Acredito. Ou quero acreditar que realmente não teve. E imagino que ele não tenha percebido.
Mas eu percebi. Meu parceiro percebeu… Porque só dói em quem passa.
O racismo estrutural não é apenas quando alguém escancaradamente te impede de entrar em algum espaço. Ele se manifesta em atitudes “sutis”, em vivências cotidianas que me lembram, todos os dias, que até o banal pode se tornar uma batalha. Algo deveria ser algo simples virou mais um episódio frustrante, cruel e exaustivo.
E o que mais me surpreendeu foi o quanto isso mexeu comigo. Não era a primeira vez, nem seria a última.
Eu já vivi isso tantas vezes… Então por que dessa vez doeu tanto? Talvez porque, naquele dia, eu só queria comemorar. Mais do que isso, eu só queria comer. Só queria um hambúrguer e um milkshake, sem precisar carregar esse peso.
Essas atitudes não são como um golpe que mata de uma vez, mas como uma experiência torturante que machuca, faz sangrar e nunca tem fim.
Tudo isso, vivenciei após a entrega de uma palestra sobre racismo estrutural.

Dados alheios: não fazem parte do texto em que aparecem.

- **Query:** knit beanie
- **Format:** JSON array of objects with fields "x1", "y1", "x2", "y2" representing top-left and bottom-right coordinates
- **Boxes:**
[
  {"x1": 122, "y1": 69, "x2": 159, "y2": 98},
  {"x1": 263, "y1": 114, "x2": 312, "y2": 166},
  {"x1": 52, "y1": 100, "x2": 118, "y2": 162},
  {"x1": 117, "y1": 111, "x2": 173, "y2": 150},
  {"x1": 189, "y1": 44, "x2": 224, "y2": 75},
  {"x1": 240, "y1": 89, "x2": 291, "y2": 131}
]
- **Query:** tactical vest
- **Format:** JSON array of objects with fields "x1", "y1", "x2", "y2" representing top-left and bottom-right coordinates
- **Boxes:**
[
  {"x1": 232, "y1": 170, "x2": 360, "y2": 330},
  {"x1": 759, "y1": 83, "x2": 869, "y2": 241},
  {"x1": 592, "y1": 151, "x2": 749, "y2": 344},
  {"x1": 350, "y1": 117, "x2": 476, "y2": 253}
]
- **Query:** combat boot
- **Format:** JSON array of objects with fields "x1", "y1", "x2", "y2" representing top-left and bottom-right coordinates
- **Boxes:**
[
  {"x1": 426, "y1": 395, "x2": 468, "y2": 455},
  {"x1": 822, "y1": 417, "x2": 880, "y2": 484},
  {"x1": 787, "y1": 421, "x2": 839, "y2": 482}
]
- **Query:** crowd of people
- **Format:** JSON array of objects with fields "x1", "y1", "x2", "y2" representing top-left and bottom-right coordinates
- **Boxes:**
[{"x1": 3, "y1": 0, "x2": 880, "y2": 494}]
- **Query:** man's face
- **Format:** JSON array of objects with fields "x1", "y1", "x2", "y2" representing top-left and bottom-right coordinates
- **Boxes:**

Porque é importante lembrar que a minha notoriedade, competência ou ascensão social não me isentam do racismo. Ser sócia de duas empresas, embaixadora de várias marcas, premiada nacional e internacionalmente… nada disso me isenta do racismo.
"Poxa, mas eu te acho tão forte!" E eu sou. Mas isso não me isenta do racismo. E nem isenta qualquer pessoa negra que esteja ao seu redor.
A única coisa que pode nos isentar do racismo é o conhecimento. Ok, talvez não isentar, mas pode transformar.
Pode fazer com que aquele atendente, que talvez não tenha percebido, passe a perceber. Pode fazer com que o cliente branco, que foi tão bem tratado, enxergue a diferença e questione. Pode fazer com que menos pessoas tenham que se sentir invisíveis no futuro.
Porque o racismo estrutural não está só em quem pratica, mas também em quem escolhe não ver. E enquanto houver quem escolha não ver, existirão histórias como essa sendo contadas.
E eu? Eu sigo falando, a gente segue tentando. E sinto muito. Porque, no fim, eu sinto o tempo todo.